Sometimes feeding these kids reminds me of that old saying, “you can lead a horse to water but you can’t make them eat anything other than dinosaur-shaped chicken nuggets.” Right? But the truth is, eating healthy as a family can be easier than you might think. Try these simple tips for quick results. (Number 3 even surprised me!)
- Always buy eggs. Over and over again, experts say eating a home-cooked dinner together is better for family relationships and our bodies too. When life gets too hectic for prepping a big roast beef dinner after work, try a simple pan of scrambled eggs. (Or roasted eggs with ham and cheese, or a frittata…) Never underestimate the ease (and value) of breakfast for dinner.
- Don’t forget plain fruit. All the squeeze and go fruit purees in the world will never be better than a simple piece of fruit. When the kids want a snack, pass ’em a banana, an apple, a peach. The less processed fruit is, the better it is for little bodies (How? Less sugar, more fiber and so on.).
- Shred your own cheese. Why does anything easy always have to come back to bite a busy mom in the bum? Unfortunately, this category now includes shredded cheese. I was pretty jazzed about how available this stuff is in US supermarkets after spending 4 years in Italy, until I found out that it’s only fluffy because of all the ground up wood chips in the packaging (and cheese isn’t the only thing). Buy your own block of cheese–read the label and avoid anything that says “cellulose”–and shred away.
- Serve veggies first. You know those last 20 minutes before dinner, the ones where your legs suddenly become a kid magnet and small people wrap themselves around your knees pleading for a piece of cheese? When things start to get frantic around the stove, I grab a couple small bowls and fill them with baby carrots, cherry tomatoes, sliced zucchini, mini bell peppers or any other crunchy veggies I have on hand. Set them out and if you have die-hards at home, try a little dip too: 3 parts plain yogurt, 1 part Ranch dressing.
- Cycle through dessert night. Little kids are masters of learning the rules (and preaching them to each other). Since I have the world’s worst sweet tooth, I’m trying to lead these guys toward less sugar and eating dessert every night isn’t a habit I want to instill. So every night we rotate through one of three ways to finish dinner: 1. dessert night 2. fruit night 3. “no” night which means we don’t end the meal with a treat. Yes, they whine sometimes and yes, we occasionally lose track but in general, it’s a pretty easy cycle to start and stick with.
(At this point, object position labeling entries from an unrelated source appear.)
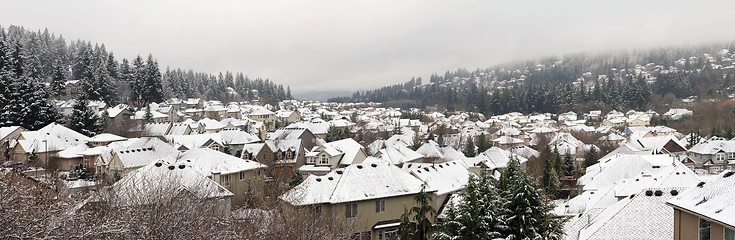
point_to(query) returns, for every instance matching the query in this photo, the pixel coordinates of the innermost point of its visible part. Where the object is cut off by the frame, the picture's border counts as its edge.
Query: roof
(643, 216)
(161, 179)
(207, 161)
(144, 151)
(356, 182)
(712, 199)
(52, 137)
(445, 177)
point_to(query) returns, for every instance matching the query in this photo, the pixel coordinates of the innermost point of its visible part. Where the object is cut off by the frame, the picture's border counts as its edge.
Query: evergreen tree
(416, 222)
(84, 120)
(469, 149)
(482, 143)
(152, 89)
(57, 86)
(529, 213)
(569, 169)
(479, 214)
(590, 157)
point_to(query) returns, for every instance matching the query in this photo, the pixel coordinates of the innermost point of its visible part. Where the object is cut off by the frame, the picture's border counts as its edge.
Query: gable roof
(357, 182)
(712, 199)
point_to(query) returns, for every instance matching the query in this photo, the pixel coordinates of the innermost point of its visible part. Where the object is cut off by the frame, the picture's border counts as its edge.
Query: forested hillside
(636, 79)
(35, 65)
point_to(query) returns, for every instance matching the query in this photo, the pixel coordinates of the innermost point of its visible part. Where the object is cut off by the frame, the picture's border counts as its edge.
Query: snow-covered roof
(643, 216)
(52, 137)
(164, 179)
(712, 199)
(144, 151)
(207, 161)
(445, 177)
(356, 182)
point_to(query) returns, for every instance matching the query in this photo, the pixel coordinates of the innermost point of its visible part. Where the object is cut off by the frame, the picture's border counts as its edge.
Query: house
(335, 155)
(44, 143)
(239, 176)
(136, 155)
(265, 116)
(8, 139)
(162, 181)
(371, 197)
(706, 211)
(285, 117)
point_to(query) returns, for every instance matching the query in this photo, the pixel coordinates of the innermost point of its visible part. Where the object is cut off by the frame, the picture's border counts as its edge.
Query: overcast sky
(350, 45)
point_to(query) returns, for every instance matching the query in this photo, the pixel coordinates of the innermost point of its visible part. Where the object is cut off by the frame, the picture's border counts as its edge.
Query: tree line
(36, 66)
(571, 82)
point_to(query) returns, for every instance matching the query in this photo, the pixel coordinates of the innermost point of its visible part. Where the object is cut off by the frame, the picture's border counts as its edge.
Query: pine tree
(469, 149)
(84, 120)
(569, 169)
(57, 86)
(529, 213)
(479, 214)
(482, 143)
(416, 222)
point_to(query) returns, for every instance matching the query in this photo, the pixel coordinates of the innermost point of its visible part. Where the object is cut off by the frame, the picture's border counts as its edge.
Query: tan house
(267, 117)
(369, 198)
(138, 154)
(44, 143)
(239, 176)
(706, 211)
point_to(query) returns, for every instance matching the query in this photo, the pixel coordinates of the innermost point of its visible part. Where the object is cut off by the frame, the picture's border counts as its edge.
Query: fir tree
(569, 169)
(84, 120)
(529, 213)
(469, 149)
(479, 214)
(416, 222)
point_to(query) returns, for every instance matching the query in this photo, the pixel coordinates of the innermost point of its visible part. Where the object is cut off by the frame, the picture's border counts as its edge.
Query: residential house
(706, 211)
(371, 197)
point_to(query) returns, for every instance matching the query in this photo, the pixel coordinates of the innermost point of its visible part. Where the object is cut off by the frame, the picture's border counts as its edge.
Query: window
(225, 180)
(729, 234)
(351, 210)
(386, 234)
(704, 227)
(380, 206)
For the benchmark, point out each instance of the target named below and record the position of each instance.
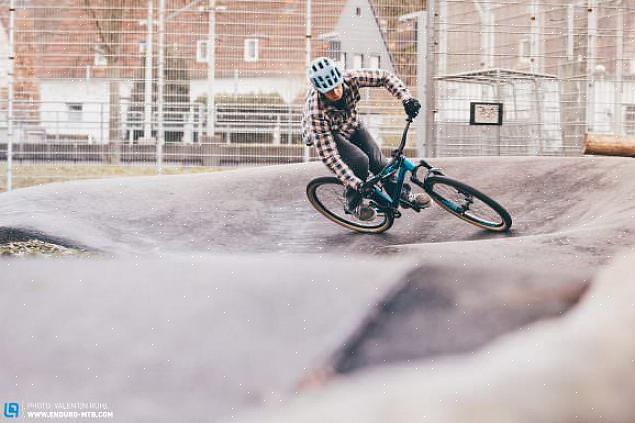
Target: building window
(74, 111)
(335, 49)
(100, 56)
(202, 52)
(251, 50)
(358, 61)
(629, 119)
(524, 50)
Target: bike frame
(400, 165)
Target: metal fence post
(160, 82)
(619, 72)
(11, 94)
(306, 151)
(147, 115)
(430, 92)
(211, 68)
(592, 27)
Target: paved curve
(572, 207)
(462, 288)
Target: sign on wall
(486, 113)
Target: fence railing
(136, 78)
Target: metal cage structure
(216, 83)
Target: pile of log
(609, 145)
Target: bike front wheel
(468, 203)
(326, 194)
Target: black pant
(362, 154)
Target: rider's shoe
(354, 205)
(365, 213)
(420, 199)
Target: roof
(494, 74)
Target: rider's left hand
(412, 107)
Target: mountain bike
(326, 194)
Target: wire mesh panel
(165, 83)
(560, 68)
(213, 83)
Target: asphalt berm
(230, 286)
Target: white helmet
(324, 74)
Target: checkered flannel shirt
(321, 120)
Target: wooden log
(609, 145)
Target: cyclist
(330, 123)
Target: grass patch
(31, 175)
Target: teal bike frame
(399, 165)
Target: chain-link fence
(559, 68)
(167, 83)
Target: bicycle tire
(435, 186)
(326, 195)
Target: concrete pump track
(226, 297)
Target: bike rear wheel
(326, 194)
(468, 203)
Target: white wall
(93, 94)
(288, 89)
(4, 56)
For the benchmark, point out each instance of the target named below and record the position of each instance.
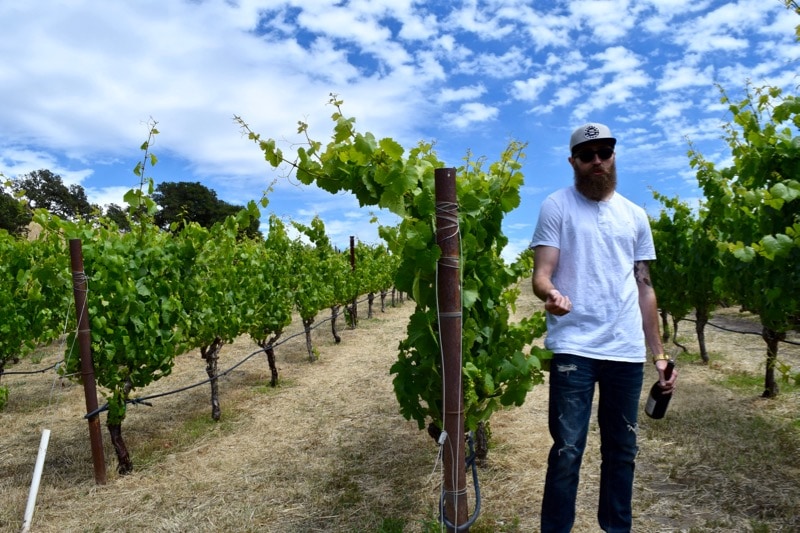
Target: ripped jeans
(572, 384)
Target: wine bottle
(657, 401)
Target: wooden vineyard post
(354, 307)
(448, 290)
(87, 366)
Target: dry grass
(327, 451)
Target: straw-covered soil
(327, 450)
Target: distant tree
(14, 215)
(119, 215)
(46, 190)
(185, 201)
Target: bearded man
(591, 251)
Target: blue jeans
(572, 384)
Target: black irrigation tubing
(143, 399)
(758, 333)
(28, 372)
(470, 463)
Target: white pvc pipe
(37, 476)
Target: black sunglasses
(587, 156)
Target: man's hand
(557, 304)
(667, 386)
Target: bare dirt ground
(327, 450)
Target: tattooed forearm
(642, 273)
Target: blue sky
(80, 80)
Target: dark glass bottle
(657, 402)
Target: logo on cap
(591, 132)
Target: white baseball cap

- Avoid serving the same food daily. The more food diversity you can get going, the better the kids’ bodies will feel and the easier it’ll be to introduce new foods and flavors going forward. But we’re not talking extreme measures here. In her super smart book, “It’s Not About the Broccoli”, Dina Rose suggests giving favorite foods a one-day break before serving them again and also serving beloved foods at different times of day. For example, if you have a cheese sandwich junky, serve him a cheese sandwich for lunch one day then take a break from cheese sandwiches on the next day. On the third day, try another cheese sandwich but maybe serve it for dinner instead of lunch. Small steps toward greater flexibility mean happier, healthier meals to come.
- Stick with small servings. We have all sorts of tiny plates, bowls and cups and even when we’re using regular plates, I serve small portions to all the kids. A couple of bites worth. They can eat what they want, decide if they’re full yet, and get more if they want to. Less food is wasted, the kids learn about listening to their bodies and I don’t have to cajole anyone into eating more of anything. (The same trick works for dessert too. I always serve ice cream in our small milk glasses. It works out to be about 1/4 cup which is plenty for someone who weighs 40 pounds.)
- Just skip the chips. Don’t buy them. In fact, nix the soda and cruise right past the juice section too. I know it sounds finger-waggy to say it but if you don’t have it in the house, you won’t eat it and neither will the kids. I’m not suggesting sainthood though. Try one of these: 1. Make it. Michael Pollan says you can eat anything you want…as long as you make it yourself. Potato chips and ice cream take so long to prep compared to buying in the store that if you only ate what you made, you’d cut 90 percent of your opportunities immediately. 2. Choose your splurges. Ice cream? Cookies? Pick one but limit yourself (and your family) to one in the house at a time–then enjoy it! Thoughtful eating should still be delicious, which is the whole point of treats anyway.